I have a large Aglaonema Silver Bay that I got earlier this summer, so it is my first winter with it. It’s been yellowing/drying out on the larger older leaves toward the bottom. It’s lost around 5 mature leaves in the past two months, but it is also pushing out 4 new leaves (albeit very, very slowly).
I just want to know if this is normal? Or if there is something I can do to help it. It gets watered every 3 or so weeks now that the weather is colder, and my apartment stays around 71-75 degrees Fahrenheit. Any help would be greatly, greatly appreciated as I love this plant very much! Thank you so much for your time and help.
Could you please show me the overall space so I can assess the lighting situation – doesn’t have to be during the day; I just need to see the size of the window and where the plant lives relative to the window. If you could also give me an idea of how many hours the sun shines directly onto the plant, that would be helpful. I’ll do my best to help!
Here’s my Aglaonema under a SW facing window. Now that the days are shorter here in Massachusetts, it gets about 7-8 hours of bright indirect light (the room is very well lit during the day). No actual sun touches the plant though, and I forgot to mention I mist it about once a week.

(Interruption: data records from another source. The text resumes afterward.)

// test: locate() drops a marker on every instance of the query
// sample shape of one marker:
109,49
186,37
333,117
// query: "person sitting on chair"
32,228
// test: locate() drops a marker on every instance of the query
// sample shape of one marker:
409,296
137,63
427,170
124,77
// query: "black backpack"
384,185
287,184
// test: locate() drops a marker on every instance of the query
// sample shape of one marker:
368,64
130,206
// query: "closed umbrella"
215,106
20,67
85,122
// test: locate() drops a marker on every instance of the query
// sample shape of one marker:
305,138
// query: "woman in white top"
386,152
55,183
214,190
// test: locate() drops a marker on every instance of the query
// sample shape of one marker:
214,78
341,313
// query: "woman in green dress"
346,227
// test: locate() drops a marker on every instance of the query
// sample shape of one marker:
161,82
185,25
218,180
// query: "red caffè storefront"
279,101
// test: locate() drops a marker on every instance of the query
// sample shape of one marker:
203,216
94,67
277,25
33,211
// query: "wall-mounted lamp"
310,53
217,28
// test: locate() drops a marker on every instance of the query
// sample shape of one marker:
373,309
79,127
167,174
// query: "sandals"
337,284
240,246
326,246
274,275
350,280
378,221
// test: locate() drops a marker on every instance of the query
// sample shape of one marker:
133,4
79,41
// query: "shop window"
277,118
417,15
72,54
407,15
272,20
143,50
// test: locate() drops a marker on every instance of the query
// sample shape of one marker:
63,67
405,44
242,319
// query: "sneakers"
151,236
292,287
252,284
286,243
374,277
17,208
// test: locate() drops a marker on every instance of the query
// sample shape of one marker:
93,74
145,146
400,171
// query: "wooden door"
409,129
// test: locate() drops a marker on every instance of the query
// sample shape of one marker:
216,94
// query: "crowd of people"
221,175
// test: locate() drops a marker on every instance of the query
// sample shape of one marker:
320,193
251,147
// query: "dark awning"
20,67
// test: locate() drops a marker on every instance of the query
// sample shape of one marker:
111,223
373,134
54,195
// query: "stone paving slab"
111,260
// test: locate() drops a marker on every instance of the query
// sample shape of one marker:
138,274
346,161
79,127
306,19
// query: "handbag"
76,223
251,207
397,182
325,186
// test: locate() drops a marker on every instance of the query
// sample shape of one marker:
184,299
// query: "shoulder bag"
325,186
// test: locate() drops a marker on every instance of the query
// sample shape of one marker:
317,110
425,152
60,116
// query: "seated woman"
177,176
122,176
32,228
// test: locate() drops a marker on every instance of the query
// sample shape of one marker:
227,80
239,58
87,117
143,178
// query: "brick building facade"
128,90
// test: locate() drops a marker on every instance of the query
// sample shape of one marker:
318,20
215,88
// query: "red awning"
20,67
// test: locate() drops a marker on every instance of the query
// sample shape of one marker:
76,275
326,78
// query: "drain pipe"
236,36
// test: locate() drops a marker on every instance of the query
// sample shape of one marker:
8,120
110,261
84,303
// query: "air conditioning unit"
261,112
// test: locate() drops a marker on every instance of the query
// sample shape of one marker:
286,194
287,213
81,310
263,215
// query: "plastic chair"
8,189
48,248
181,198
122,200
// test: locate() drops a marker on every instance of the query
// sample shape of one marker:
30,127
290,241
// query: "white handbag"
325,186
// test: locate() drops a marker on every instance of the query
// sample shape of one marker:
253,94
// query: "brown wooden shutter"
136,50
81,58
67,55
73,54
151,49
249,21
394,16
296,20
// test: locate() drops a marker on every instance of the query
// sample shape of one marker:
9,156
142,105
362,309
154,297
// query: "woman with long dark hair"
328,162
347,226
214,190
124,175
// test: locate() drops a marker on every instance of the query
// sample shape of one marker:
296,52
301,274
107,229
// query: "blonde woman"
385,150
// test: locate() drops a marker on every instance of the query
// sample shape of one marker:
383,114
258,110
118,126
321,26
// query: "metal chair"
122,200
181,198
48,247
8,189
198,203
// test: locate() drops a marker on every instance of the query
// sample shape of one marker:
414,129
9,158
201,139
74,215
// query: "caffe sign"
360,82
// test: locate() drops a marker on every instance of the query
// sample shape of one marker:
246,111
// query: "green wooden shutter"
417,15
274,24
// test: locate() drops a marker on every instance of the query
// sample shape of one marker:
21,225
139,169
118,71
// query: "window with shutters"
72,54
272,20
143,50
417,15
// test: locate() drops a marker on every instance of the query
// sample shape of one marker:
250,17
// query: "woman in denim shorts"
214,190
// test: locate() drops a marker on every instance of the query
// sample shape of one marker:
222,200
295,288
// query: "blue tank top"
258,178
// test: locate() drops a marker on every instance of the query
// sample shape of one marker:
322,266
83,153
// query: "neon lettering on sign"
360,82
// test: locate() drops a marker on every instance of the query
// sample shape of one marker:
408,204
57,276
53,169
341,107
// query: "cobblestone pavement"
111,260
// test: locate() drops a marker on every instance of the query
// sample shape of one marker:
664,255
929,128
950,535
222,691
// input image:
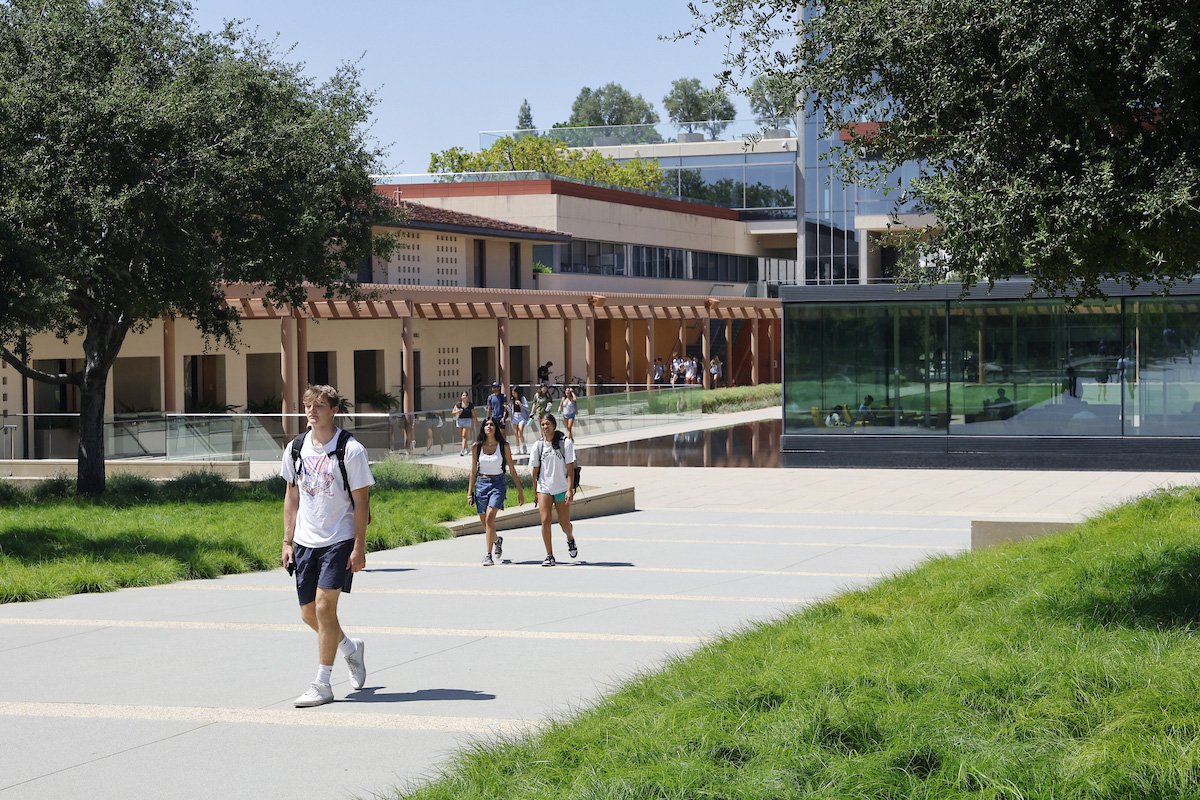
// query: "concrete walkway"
185,691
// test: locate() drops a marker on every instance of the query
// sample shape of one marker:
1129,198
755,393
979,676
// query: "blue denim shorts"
323,567
490,492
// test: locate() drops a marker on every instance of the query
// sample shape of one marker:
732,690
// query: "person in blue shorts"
327,507
552,461
489,487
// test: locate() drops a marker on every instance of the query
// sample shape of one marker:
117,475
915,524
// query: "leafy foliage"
525,116
144,164
546,155
695,107
772,98
610,104
1060,139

Thank you for sending me the photo of your space! Yes, it is normal for the oldest leaves to yellow and fall off the plant to some degree because the current light situation is drastically lower than the place where the plant was grown. If you measured the light with a light meter pointed straight up directly above your plant, I would estimate the brightness to be 200-300 foot-candles during the midday hours (so probably for 3-4 hours) – take note: 200 foot-candles is very comfortable light by which to read a newspaper, so it FEELS bright. The commercial nursery would have given this plant 1200-2400 foot-candles for at least 6 hours in order to achieve this leaf density.
The reality is, all plants grown indoors will equalize their leaf density to suit the current light situation.
As such, you should expect lower SOME lower leaves to fall off as new ones grow. Continue to fertilize if you see active growth. Repot in about a year or when you notice roots have encircled the base of the pot and are peeking out the drainage hole. Your plant is doing its best given the current lighting situation!
And regarding misting: don’t bother. Aglaonema can tolerate dry air and misting barely raises the humidity by a few percent for a few minutes – like trying to warm up a room by lighting a match.
Mist if you find it therapeutic otherwise, don’t bother because it doesn’t actually do much AND humidity is not a life & death plant issue.
Plant Parent: Thank you so much for your in depth reply! You’ve really put my mind at ease, I was very worried because this plant started my houseplant love affair and has a special place in my heart. I will follow your fertilizer advice to hopefully help those new leaves fully emerge. Thanks so much again!